The wine is fired … appears in 1943 under occupation. But the public is caught in the wrong by this “thesis novel”: it will be the greatest literary failure of Robert Desnos. Today, many are rehabilitating this remarkable novel which we wish you, as we have been, to be taken by the story and destiny of these endearing characters.
The autobiographical part of the novel (Robert Desnos “tried” opium in the twenties and Barbara, in the story, can be easily identified with Yvonne George, The Mysterious of his poems which he was in love without being paid back and that he watched in his last moments) gives him a soundness and an authenticity that is not always found in writings “from the outside” on the addiction.
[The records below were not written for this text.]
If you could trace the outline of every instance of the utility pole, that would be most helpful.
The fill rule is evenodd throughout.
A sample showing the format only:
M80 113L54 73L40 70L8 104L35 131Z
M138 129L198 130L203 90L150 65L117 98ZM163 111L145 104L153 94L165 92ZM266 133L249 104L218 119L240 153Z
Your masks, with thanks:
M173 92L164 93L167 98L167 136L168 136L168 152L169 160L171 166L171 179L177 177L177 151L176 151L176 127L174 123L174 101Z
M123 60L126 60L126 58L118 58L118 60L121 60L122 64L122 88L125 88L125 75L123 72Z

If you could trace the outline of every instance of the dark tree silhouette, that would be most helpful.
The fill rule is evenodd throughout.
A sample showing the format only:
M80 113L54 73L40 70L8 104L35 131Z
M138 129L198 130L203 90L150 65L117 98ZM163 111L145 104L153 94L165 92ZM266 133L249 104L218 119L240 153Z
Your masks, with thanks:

“Many books on the world of drugs have been written either by addicts or by ignorant people, besides filled with goodwill. But despite themselves, the first […] have always presented the black or white muse under seductive aspects. The latter have not tried to penetrate the drama that is played out in these men and women who are destined to a tragic destiny. Above all, we have never tried to put the drug issue on a realistic level. Why are there addicts? Are the addicts worth saving? Do the current laws allow this rescue? This book attempts, without the author’s firm belief, to prove that the social issue is responsible for the increased daily release of drugs. […] The drug addicts are like crazy. A century or more after Pinel our organization of asylums still falls short of medical theories. Nor will the police and the courts be able to stop the progress of poisons […]. As long as the social order continues to thwart the free development of the individual, men and women will seek in opium and heroin illusory compensation and the key to a slow suicide. “
Reviews
There are no reviews yet.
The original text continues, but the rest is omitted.